The cost of testing and vaccination will be met by the University.
Students who enrol in courses in Category B areas should be advised of the hazards involved with their chosen field of study and be encouraged to undergo serum testing in relation to Hepatitis B and vaccination where appropriate. The cost of testing and vaccination will be payable by the student.
Any information pertaining to an existing employee's Hepatitis B or HIV status is to be confidential, and unless the work poses a danger, there is no obligation on an employee to advise the University if he or she is infected with Hepatitis B or HIV.
Staff and students who know they are infected with Hepatitis B or HIV are expected to exercise their duty of care, particularly with respect to human patients, staff, students or other people with whom they come into contact in the course of their work, studies and social life.
Whenever animals are managed for use in experimental work, humans may become infected either by a zoonotic disease or, if a human pathogen is being used in the experimental work, by that pathogen. The Federal Government has prepared the Australian Code of Practice for the Care and Use of Animals for Scientific Purposes, which must be observed by recipients of research grants in order to minimise the possibility of infection of humans by human pathogens used in experimental work. While researchers are aware of the risks associated with human pathogens, many are unaware of the dangers presented by zoonotic diseases in experimental animals.
Zoonoses are communicable diseases and parasitic infestations which are transmitted between vertebrate hosts and humans. The communicable diseases are transmitted through contact with animals or by contact with animal products or contaminated materials, while parasitic infestations pass through a cycle usually involving more than one vertebrate host species or a vertebrate host and an invertebrate vector. Often the animal "carrier" is not obviously ill.

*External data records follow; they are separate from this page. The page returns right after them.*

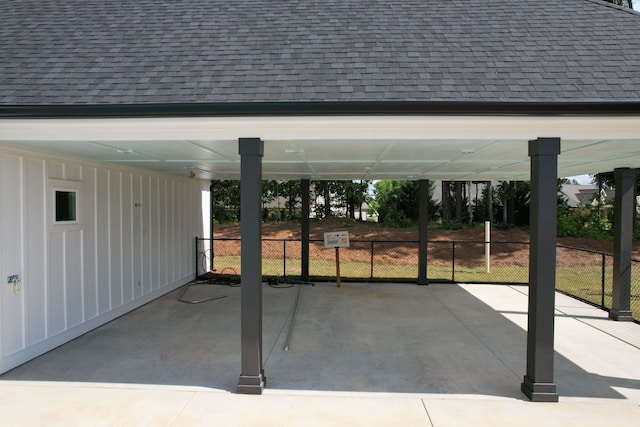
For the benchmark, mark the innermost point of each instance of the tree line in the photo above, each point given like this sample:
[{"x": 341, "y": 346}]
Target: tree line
[{"x": 281, "y": 200}]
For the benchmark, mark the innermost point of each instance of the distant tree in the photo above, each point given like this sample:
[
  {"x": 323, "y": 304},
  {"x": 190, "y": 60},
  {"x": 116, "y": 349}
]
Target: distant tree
[
  {"x": 226, "y": 198},
  {"x": 397, "y": 202}
]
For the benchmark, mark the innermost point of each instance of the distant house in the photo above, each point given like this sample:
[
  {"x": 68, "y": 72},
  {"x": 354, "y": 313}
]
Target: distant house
[{"x": 580, "y": 195}]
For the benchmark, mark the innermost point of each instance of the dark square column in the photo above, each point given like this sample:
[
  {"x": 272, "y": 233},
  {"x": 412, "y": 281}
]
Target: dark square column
[
  {"x": 305, "y": 231},
  {"x": 252, "y": 376},
  {"x": 423, "y": 233},
  {"x": 622, "y": 243},
  {"x": 538, "y": 382}
]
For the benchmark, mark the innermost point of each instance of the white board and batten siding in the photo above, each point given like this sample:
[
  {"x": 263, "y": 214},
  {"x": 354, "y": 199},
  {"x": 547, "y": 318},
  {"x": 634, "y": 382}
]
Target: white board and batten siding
[{"x": 132, "y": 241}]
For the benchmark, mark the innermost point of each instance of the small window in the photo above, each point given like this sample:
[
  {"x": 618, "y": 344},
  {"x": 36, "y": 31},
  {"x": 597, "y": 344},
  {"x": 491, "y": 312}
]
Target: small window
[{"x": 66, "y": 206}]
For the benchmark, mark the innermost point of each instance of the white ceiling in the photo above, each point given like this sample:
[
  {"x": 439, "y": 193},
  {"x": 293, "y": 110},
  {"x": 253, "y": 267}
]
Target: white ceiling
[{"x": 339, "y": 147}]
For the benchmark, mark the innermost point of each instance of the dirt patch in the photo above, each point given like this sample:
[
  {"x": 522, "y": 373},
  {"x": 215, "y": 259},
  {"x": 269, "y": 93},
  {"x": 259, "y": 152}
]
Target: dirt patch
[{"x": 509, "y": 248}]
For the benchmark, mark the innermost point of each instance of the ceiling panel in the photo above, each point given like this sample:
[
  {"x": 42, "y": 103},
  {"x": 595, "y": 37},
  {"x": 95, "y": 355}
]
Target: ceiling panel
[{"x": 470, "y": 148}]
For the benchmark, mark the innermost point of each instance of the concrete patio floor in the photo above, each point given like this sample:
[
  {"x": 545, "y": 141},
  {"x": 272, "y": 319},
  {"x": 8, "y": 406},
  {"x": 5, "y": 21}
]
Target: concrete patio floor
[{"x": 362, "y": 354}]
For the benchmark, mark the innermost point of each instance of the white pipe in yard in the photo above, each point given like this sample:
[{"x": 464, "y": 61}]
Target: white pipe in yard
[{"x": 487, "y": 245}]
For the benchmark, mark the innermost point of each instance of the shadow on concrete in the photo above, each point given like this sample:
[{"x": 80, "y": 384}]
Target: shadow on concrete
[{"x": 395, "y": 338}]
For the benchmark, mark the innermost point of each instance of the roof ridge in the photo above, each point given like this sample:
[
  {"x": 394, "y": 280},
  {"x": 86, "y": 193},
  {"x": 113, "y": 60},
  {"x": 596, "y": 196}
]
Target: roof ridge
[{"x": 615, "y": 6}]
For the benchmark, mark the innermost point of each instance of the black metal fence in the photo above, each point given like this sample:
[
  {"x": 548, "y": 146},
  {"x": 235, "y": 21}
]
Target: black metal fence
[{"x": 584, "y": 274}]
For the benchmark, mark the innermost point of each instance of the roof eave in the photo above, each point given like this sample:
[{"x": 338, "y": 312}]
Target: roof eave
[{"x": 319, "y": 108}]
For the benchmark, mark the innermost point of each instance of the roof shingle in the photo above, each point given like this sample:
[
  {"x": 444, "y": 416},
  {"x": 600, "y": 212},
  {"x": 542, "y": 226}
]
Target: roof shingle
[{"x": 219, "y": 51}]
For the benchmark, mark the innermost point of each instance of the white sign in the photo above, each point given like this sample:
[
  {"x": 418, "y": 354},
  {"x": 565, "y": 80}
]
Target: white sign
[{"x": 336, "y": 239}]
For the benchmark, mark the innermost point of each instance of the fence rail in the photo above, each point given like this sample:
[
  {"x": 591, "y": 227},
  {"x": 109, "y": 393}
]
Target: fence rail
[{"x": 581, "y": 273}]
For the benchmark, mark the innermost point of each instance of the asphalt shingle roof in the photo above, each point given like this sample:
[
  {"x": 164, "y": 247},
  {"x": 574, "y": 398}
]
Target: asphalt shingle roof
[{"x": 220, "y": 51}]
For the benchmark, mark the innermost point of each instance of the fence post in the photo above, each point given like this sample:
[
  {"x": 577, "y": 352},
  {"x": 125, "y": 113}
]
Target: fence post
[
  {"x": 284, "y": 260},
  {"x": 604, "y": 276},
  {"x": 371, "y": 278},
  {"x": 453, "y": 261},
  {"x": 196, "y": 259}
]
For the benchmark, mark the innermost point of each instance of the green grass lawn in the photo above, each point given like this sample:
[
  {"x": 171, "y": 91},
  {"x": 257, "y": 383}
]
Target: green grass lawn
[{"x": 584, "y": 282}]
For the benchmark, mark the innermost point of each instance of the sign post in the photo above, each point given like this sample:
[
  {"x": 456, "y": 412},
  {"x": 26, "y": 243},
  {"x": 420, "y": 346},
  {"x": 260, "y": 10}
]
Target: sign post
[{"x": 337, "y": 239}]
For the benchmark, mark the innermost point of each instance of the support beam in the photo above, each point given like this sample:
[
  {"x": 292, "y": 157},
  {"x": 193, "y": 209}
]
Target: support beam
[
  {"x": 622, "y": 244},
  {"x": 423, "y": 234},
  {"x": 538, "y": 382},
  {"x": 252, "y": 378},
  {"x": 212, "y": 206},
  {"x": 305, "y": 230}
]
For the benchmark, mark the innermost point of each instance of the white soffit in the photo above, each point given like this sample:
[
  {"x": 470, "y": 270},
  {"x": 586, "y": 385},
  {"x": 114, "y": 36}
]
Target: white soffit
[{"x": 340, "y": 147}]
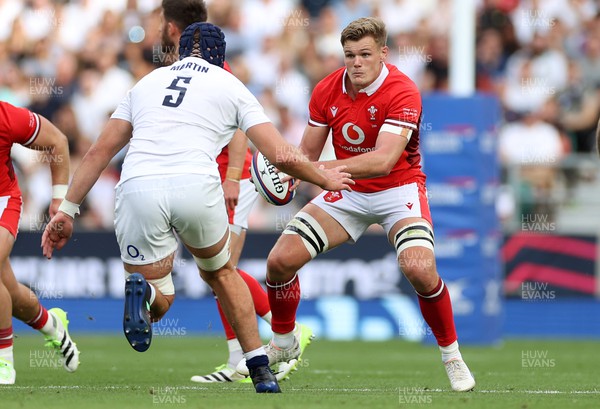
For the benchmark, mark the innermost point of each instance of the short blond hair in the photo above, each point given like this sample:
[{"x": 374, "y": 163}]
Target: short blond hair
[{"x": 363, "y": 27}]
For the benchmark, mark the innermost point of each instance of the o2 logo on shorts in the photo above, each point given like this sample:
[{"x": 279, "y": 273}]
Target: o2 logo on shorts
[
  {"x": 134, "y": 252},
  {"x": 332, "y": 197},
  {"x": 360, "y": 134}
]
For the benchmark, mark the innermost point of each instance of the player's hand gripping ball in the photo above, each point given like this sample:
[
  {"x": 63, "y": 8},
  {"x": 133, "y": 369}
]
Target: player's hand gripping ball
[{"x": 268, "y": 181}]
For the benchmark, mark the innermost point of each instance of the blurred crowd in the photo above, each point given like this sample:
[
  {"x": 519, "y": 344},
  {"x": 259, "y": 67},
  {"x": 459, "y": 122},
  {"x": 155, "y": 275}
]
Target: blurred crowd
[{"x": 73, "y": 60}]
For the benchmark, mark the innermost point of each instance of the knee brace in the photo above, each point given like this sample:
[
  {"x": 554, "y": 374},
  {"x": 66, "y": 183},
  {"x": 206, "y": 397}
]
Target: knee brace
[
  {"x": 417, "y": 234},
  {"x": 217, "y": 261},
  {"x": 312, "y": 234}
]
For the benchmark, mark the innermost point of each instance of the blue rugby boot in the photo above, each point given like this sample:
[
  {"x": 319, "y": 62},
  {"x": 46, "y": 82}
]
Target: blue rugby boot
[
  {"x": 137, "y": 324},
  {"x": 262, "y": 376}
]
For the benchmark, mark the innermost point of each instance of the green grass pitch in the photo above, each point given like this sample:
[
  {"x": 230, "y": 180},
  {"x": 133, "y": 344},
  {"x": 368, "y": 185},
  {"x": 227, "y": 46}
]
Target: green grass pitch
[{"x": 518, "y": 374}]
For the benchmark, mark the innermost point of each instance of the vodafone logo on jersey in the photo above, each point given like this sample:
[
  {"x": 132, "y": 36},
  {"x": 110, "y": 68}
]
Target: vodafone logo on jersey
[{"x": 353, "y": 134}]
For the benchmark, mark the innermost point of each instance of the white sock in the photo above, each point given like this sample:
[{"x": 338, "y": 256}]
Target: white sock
[
  {"x": 7, "y": 355},
  {"x": 267, "y": 317},
  {"x": 53, "y": 327},
  {"x": 257, "y": 352},
  {"x": 283, "y": 341},
  {"x": 450, "y": 352},
  {"x": 235, "y": 352}
]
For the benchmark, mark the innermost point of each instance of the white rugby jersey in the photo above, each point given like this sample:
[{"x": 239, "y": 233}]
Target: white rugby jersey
[{"x": 182, "y": 117}]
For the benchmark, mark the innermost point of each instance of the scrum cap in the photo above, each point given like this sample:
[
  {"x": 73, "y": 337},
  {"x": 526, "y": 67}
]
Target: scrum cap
[{"x": 203, "y": 40}]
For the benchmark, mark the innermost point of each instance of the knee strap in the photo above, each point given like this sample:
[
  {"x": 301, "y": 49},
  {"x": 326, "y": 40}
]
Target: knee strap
[
  {"x": 417, "y": 234},
  {"x": 312, "y": 234},
  {"x": 217, "y": 261}
]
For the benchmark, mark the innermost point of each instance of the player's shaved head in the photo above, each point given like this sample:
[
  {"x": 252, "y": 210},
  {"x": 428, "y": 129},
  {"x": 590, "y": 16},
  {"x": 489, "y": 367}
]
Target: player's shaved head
[
  {"x": 184, "y": 12},
  {"x": 363, "y": 27}
]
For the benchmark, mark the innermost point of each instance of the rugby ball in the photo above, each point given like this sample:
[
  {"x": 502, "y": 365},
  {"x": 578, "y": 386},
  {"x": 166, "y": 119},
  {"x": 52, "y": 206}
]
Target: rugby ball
[{"x": 268, "y": 181}]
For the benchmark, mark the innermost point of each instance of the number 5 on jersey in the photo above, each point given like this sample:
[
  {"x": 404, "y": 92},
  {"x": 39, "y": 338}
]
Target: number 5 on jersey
[{"x": 168, "y": 101}]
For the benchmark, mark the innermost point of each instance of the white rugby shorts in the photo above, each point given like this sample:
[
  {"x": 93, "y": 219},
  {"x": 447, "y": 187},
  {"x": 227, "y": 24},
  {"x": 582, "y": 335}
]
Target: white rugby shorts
[
  {"x": 239, "y": 216},
  {"x": 149, "y": 210},
  {"x": 356, "y": 211}
]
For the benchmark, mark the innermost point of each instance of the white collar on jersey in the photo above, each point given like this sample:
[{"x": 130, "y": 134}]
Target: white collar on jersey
[{"x": 370, "y": 90}]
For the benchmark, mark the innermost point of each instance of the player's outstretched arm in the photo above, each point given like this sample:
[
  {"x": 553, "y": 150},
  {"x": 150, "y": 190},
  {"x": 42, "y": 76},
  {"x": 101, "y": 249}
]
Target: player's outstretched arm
[
  {"x": 291, "y": 160},
  {"x": 54, "y": 143},
  {"x": 237, "y": 148},
  {"x": 313, "y": 141},
  {"x": 113, "y": 138}
]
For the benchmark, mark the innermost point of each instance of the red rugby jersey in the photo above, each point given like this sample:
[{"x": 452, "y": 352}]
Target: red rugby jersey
[
  {"x": 393, "y": 99},
  {"x": 17, "y": 125}
]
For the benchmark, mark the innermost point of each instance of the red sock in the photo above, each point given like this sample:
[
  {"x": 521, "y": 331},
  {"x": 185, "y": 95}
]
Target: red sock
[
  {"x": 259, "y": 296},
  {"x": 6, "y": 337},
  {"x": 229, "y": 333},
  {"x": 436, "y": 308},
  {"x": 40, "y": 320},
  {"x": 284, "y": 299}
]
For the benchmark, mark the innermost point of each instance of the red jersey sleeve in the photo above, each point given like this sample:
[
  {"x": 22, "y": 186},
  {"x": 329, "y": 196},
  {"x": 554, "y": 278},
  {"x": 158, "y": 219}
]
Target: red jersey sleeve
[
  {"x": 317, "y": 106},
  {"x": 405, "y": 109},
  {"x": 19, "y": 125}
]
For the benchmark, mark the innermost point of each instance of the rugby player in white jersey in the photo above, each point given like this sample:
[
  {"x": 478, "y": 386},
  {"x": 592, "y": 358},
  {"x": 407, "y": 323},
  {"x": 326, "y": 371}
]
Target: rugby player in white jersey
[{"x": 176, "y": 121}]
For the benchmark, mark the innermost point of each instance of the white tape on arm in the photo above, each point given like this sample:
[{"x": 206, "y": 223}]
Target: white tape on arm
[
  {"x": 69, "y": 208},
  {"x": 59, "y": 191}
]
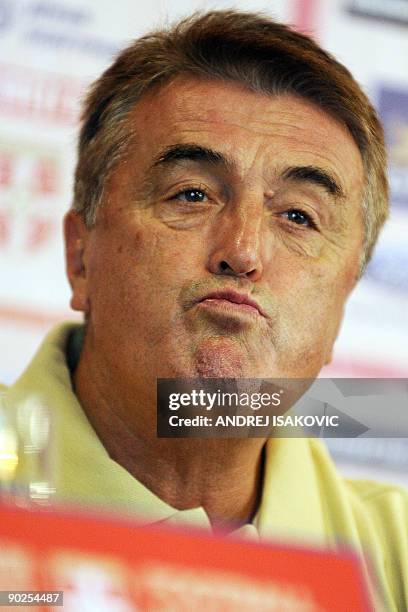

Zoonoses may be contracted via inhalation, ingestion, or contamination of a wound or eye or by the bite of a vector (mosquito, mite, tick). Staff who handle animals must be informed of these important zoonotic diseases and of the precautions they should take.
Regular health checks of staff who handle animals are recommended in the interests of both staff and animals, and as a prophylactic measure all personnel who handle animals should have been (re)-immunised against tetanus within the past five years. It is the individual's own responsibility to ensure this.
Staff involved in the care and/or use of non-human primates for research purposes will receive tuberculin tests prior to and upon completion of employment. Employees whose pre-employment tuberculosis test indicates a negative result will be offered BCG vaccination. The cost will be payable by the employee.
Staff and students should bring to the attention of the University's Occupational Health, Safety and Welfare Coordinating Committee any practice which may be, or has the potential to be, hazardous but for which no procedures have been developed.